Dear Dr. Berk!
My name is Irina Chuchueva. I’m a power analyst and have dedicated more than a decade to the practical side of electricity price and consumption forecast problems. I would like to ask you and your colleagues a question about the paper “Probabilistic forecasting of industrial electricity load with regime switching behavior.”
Firstly, I beg your pardon for being emotional, which is not recommended for a letter like this. I justify myself by arguing that it will make my letter less boring. Secondly, I suspect that you, kind of, became hostages of the paper’s success. Perhaps many scientists and practitioners are asking questions and making commentaries nowadays. I opened the paper because I wanted to learn how to write the best paper in my area from the best. Otherwise, I don’t think I’d pay much attention to the industrial load forecast problem right now being occupied with an algorithmic power trading problem.

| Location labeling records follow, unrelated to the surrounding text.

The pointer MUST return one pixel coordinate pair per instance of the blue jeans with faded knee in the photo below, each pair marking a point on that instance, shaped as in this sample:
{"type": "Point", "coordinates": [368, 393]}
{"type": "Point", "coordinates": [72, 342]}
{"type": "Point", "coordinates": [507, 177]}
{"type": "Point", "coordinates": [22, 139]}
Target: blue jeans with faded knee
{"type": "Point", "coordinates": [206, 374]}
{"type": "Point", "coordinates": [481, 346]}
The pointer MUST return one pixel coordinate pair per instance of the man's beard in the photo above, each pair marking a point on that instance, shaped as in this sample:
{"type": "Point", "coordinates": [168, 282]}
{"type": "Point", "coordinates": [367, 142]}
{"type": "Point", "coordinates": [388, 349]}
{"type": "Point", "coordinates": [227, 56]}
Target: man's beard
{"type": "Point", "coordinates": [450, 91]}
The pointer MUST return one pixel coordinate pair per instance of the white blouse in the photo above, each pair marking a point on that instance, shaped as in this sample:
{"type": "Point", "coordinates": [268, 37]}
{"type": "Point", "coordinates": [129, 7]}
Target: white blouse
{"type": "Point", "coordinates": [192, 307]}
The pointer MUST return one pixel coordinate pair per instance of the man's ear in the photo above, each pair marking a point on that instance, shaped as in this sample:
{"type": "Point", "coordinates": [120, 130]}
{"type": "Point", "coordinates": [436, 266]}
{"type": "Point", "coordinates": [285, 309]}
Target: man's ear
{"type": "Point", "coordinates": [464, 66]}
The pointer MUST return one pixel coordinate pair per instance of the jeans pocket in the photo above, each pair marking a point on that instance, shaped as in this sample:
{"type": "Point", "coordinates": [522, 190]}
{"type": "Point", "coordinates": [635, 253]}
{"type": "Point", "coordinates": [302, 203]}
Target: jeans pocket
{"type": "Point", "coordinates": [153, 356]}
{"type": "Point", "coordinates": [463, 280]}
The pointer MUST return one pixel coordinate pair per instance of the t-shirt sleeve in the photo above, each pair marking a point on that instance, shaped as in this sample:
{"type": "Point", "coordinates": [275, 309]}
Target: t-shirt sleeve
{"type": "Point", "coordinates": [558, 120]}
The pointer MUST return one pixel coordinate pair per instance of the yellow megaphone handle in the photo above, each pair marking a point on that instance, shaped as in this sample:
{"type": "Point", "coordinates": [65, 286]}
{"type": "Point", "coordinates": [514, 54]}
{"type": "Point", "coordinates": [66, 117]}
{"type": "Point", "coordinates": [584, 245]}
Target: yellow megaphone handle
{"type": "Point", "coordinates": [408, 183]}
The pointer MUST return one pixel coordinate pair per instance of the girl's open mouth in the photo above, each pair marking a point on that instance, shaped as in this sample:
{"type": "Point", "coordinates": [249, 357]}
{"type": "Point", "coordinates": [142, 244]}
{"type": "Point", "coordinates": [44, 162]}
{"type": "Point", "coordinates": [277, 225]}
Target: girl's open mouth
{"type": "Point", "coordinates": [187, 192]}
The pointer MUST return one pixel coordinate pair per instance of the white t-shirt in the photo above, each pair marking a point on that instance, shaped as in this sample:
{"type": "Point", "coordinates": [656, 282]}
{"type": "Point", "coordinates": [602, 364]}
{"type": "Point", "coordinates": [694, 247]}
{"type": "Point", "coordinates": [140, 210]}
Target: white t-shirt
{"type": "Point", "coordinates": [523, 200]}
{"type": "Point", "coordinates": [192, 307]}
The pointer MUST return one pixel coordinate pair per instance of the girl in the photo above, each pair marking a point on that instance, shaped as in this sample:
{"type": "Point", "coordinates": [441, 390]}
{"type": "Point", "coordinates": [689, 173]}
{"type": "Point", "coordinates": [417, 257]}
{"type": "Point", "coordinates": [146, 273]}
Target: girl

Speaking plainly, my reaction to the paper is the following, from your permission: “Dear Doctors, nice job, but what about the boostings (XGBoost, LightGBM, CatBoost)?”
My question is why did you leave aside highly efficient nonlinear models considering the high nonlinearity of the problem of the industrial electricity load forecast?
In the paper, nonlinear models like decision trees and neural network are barely mentioned, just quickly referenced in the overview section. The fact of ignoring decision trees and neural network leads to doubts around achieved efficiencies (scores), especially considering the significant difference in the scores between compared models. Being a practitioner, I’m used to a constant struggle for every 0.1% of improvement, and from that perspective, a two-fold improvement looks pretty much like trickery.
The question above is my main one, but I also have a few less important questions and commentaries.
- Units kW/h. In the paper, the mentioned units are used, but I’ve never faced this before. When talking about instant power, kW is used; and when talking about average power within 1-hour interval, kWh/h is used. So what kW/h does mean in that respect?
- The forecast horizon is considered as medium-term and economic effects are referred to imbalance costs. The imbalance costs are a consequence of errors in the short term, or even ultrashort term forecast, and inefficient day ahead and intraday trading. I might suggest that a medium-term forecast can be used to reduce the overall cost of power for an industrial consumer using medium-term financial instruments (OTC contracts, futures, etc.) and is barely related to imbalance costs.
- Four consumers in research. In the paper, there is no explicit mention of why and how the four consumers in question were chosen from 75 available (after discrimination between switching and non-switching regime consumers).
- Feels like scores of D31, D35, D41 models contribute neither to the practical nor theoretical side of the problem because they are obvious. Is it a good practice to include such numbers in the paper?
- Why did you choose MATLAB as your tool? I’ve been coding in MATLAB for 10 years and moved to Python in April 2019. I do realize that here I’m the one who is late because I’m restricted by my client’s framework and can’t choose. Since the Python era, I’ve been catching up with best world practices in the area of time series processing. Of course, MATLAB doesn’t provide any “boostings.”
Lately, I’ve been feeling that there is a huge gap between the “scientific community” (highly titled institutes staff) and the “practical community” (data analysts, some of them with Kaggle experience). That feeling found a consonant vibe in the recent fabulous “Energy Forecasting: A Review and Outlook” by Tao Hong et al. On one side, many doctors strive to be practical and avoid looking into a complex business practice; on the other side, many practitioners know little about the theoretical background of the models and avoid reading confusing scientific papers.
After 12 years dedicated to modeling in the power market, I had a tough entrance in the “practical community” via Kaggle. It was the most sobering experience in my professional life. But it has encouraged me to dare to ask you such an unpleasant question.
This letter was sent to Dr. Berk on 1 December 2020. It remained unanswered.